ペンションよりダッヒシュタイン山塊を背景に
さてシュラドミングはシュタインマルク州に属するスキー場です。この時期としては残雪が少なく、人口降雪機を駆使してコースを維持しているスキー場もありました。我々は標高1500メートルに位置し、ダッヒシュタインを目の当たりにできる、ロケーション抜群のペンションに2泊します。課外教室の企画者が長年親しくしているヒュッテガーさん一家が経営するとてもアットホームなペンションです。
午前中は再度ザルツブルグに行き、旧市街の観光です。ミラベル公園、モーツァルトの生家、大聖堂などを徒歩でまわりました。
ザルツブルグ ザルツッハ川に架かるマカルト橋を渡って旧市街へ
ミラベル公園にて
大聖堂内 モーツァルト洗礼盤
本日は分刻みのような行動です。ザルツブルグを後にして次はモントゼーに行きました。ザルツカンマーグート地方にある三日月型の湖です。そこには映画『サウンド・オブ・ミュージック』でトラップ大佐とマリアが結婚式を挙げる教会があります。そちらを見学し、ハルシュタットに向かいました。
モントゼー教区教会
そちらを見学し、ハルシュタットに向かいました。ダッヒシュタイン山塊の山麓に位置し、ハルシュタット湖の湖畔に家々が山に張り付くように立っています。こちらは街全体がユネスコの世界遺産に登録されています。最近は観光客が大勢おしかけオーバーツーリズムな状況になり、住民が街への入り口にあたるトンネルを封鎖して抗議するなど過激な運動が起きています。
ハルシュタット湖畔にて
街の中心地のホテルレストランで昼食をとります。メインは鱒のグリル。皿に盛られた1人一尾の鱒を美味しそうに食べていました。
昼食メインディッシュ 鱒のグリル
街では少しの時間自由散策をし、その後本日最後の目的地バートイシュルに向かいました。バートイシュルはオーストリア最古の温泉町であり、また皇帝フランツ・ヨーゼフの夏の避暑地でありました。皇帝はこの地で後の皇后シシイと愛称で呼ばれたエリザベートに一目惚れし結婚します。ミュージカル『エリザベート』にゆかりの地であることから、興味のある生徒にとって楽しみにしていた場所です。
その後シュラドミングに戻りました。
【第5日目】3月27日(水)
本日はウィーンまでの大移動です。シュラドミングからウィーンまでは約300kmの距離です。
ペンションの前、オーナーさんと
バスでひたすら走り続け約4時間でウィーンはシェーンブルン宮殿に到着しました。
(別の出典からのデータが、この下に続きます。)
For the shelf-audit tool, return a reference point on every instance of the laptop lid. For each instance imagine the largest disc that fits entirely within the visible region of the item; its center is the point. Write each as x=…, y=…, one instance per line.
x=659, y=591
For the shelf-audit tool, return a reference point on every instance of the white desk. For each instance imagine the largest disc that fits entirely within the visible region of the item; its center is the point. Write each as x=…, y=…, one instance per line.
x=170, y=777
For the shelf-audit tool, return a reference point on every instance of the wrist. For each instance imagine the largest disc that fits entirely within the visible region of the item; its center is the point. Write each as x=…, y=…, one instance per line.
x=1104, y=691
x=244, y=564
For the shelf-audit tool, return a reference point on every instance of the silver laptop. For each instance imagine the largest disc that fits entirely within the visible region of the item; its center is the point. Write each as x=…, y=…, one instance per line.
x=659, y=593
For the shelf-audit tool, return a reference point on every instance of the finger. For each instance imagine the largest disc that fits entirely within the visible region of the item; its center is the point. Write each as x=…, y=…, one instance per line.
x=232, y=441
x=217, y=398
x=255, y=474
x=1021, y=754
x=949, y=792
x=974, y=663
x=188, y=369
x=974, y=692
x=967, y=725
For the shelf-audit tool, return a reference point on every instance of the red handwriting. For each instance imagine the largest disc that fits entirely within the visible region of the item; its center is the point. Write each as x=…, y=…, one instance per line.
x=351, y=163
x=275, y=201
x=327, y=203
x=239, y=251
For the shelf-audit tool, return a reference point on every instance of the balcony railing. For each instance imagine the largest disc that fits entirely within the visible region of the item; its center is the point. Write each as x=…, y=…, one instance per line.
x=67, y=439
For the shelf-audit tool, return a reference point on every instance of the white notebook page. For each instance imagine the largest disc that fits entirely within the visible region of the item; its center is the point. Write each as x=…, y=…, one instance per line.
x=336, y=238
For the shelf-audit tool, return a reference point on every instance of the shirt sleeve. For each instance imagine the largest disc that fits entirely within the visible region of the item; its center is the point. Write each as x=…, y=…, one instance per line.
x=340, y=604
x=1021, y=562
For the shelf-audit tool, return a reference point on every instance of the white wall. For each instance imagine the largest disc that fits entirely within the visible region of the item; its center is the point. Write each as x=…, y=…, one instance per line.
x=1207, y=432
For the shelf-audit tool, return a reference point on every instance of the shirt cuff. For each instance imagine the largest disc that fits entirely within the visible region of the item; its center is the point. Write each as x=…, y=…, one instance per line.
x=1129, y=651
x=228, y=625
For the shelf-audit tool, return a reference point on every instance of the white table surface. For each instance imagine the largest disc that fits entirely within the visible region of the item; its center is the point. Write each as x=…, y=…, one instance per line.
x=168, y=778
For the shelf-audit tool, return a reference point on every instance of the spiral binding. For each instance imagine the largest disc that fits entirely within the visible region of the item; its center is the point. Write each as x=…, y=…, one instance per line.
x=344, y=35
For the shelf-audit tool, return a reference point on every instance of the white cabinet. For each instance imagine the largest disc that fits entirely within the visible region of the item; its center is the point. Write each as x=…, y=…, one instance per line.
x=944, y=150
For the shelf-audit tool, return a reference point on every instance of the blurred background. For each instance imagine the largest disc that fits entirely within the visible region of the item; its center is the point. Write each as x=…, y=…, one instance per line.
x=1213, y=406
昼食を食べた後、観光客でごった返す中宮殿に入りガイドの説明を受けながら内部を見学しました。
シェーンブルン宮殿 庭園にて
その後は今宵のオペラ鑑賞のため、着替えや軽食をとるためにホテルに向かいました。
ウィーン国立歌劇場で鑑賞する演目は、リヒャルト・シュトラウス作曲 歌劇『薔薇の騎士』です。上演時間は約3時間半の大作です。生徒たちはドレスやスーツなど正装に着替えホテルからバスにて歌劇場に向かいました。人気の演目の一つですので、チケットは完売です。劇場の前には大勢の観客が集まっていました。私たちの座席は最上階の中央寄りです。舞台は見えにくいものの、このホールでの音響は抜群だと思います。
オペラ座にて
フル編成のウィーン国立歌劇場管弦楽団の一糸乱れぬ伴奏で主役3人の女性歌手たちの美しい絶妙な響きが、全幕を通して私たちの座席まで轟いてきました。また演出は今となっては珍しくなったオットー・シェンクによるオーソドックスなものであったことで、音楽に集中することができたと思います。これだけの薔薇の騎士の上演は世界中で唯一無二であったと思います。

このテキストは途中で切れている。